Little is known about hundreds of thousands of species already collected, including insects, deep ocean species, fungi and plants. Millions more await discovery.

Wilson, professor emeritus at Harvard University, has called this knowledge deficit “dangerous” and long wished for such an encyclopedia. “Today, the practicalities of making this encyclopedia real are within reach as never before,” he said.

In addition to collecting the world’s scientific data on biodiversity and organising it into a common format, EoL wants input from people around the globe. Scientists and the public, including birders, amateur naturalists, school children and others who can provide direct observations of changes, will be included in a separate section.

“We also hope to provide some computing resources to help groups create their own databases that will feed into the EoL,” said Edwards.

While the encyclopedia is similar to Wikipedia, the biggest multilingual free-content encyclopedia on the Internet, the major difference is that all content will be vetted by scientists to make sure the data is authentic.
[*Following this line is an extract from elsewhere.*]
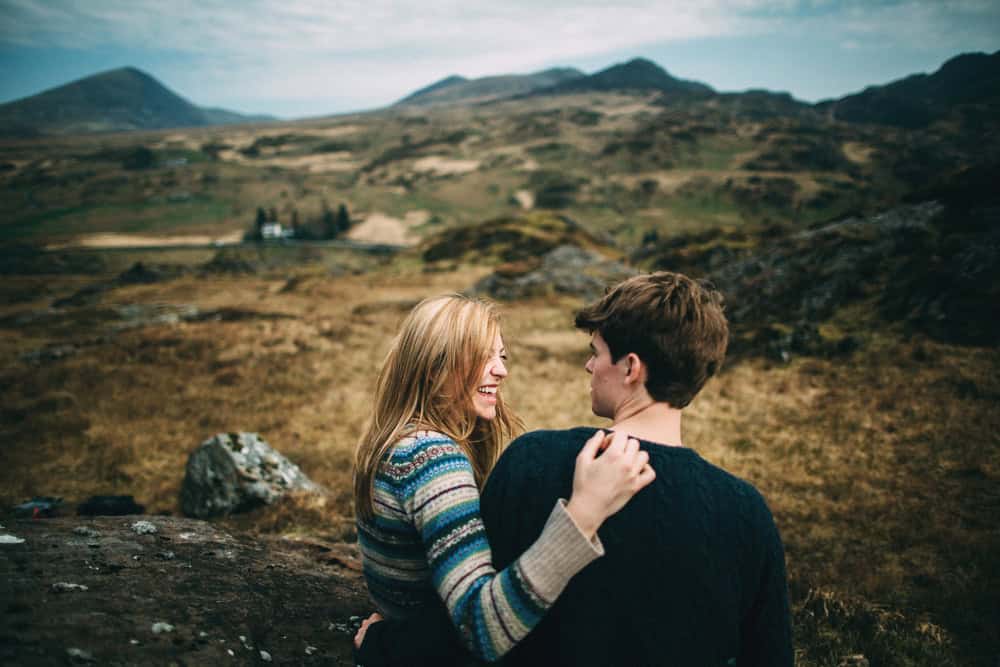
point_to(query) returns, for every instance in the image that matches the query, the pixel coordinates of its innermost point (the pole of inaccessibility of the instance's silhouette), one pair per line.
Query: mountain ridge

It is not intended to compete with Wikipedia and will link to it, while Wikipedia will have many links to the EoL.

Although the pages will initially be available only in English, countries such as China, Mexico, Costa Rica and South Africa are looking at translating the content into local languages. Automated translators have also improved, assisted by dictionaries of biodiversity terms already published in different languages, Edwards said.

Scientific institutions around the world have agreed to open their data collections and Edwards says everything will be open-source and open-access. The first 1.5 million pages of the EoL have already been scanned from the scientific literature on biodiversity and sample pages have been posted.

“I dream that in a few years wherever a reference to a species occurs on the Internet, there will be a hyperlink to its page in the Encyclopedia of Life,” concluded Edwards. “It is an ambitious project, but the time for this has come.”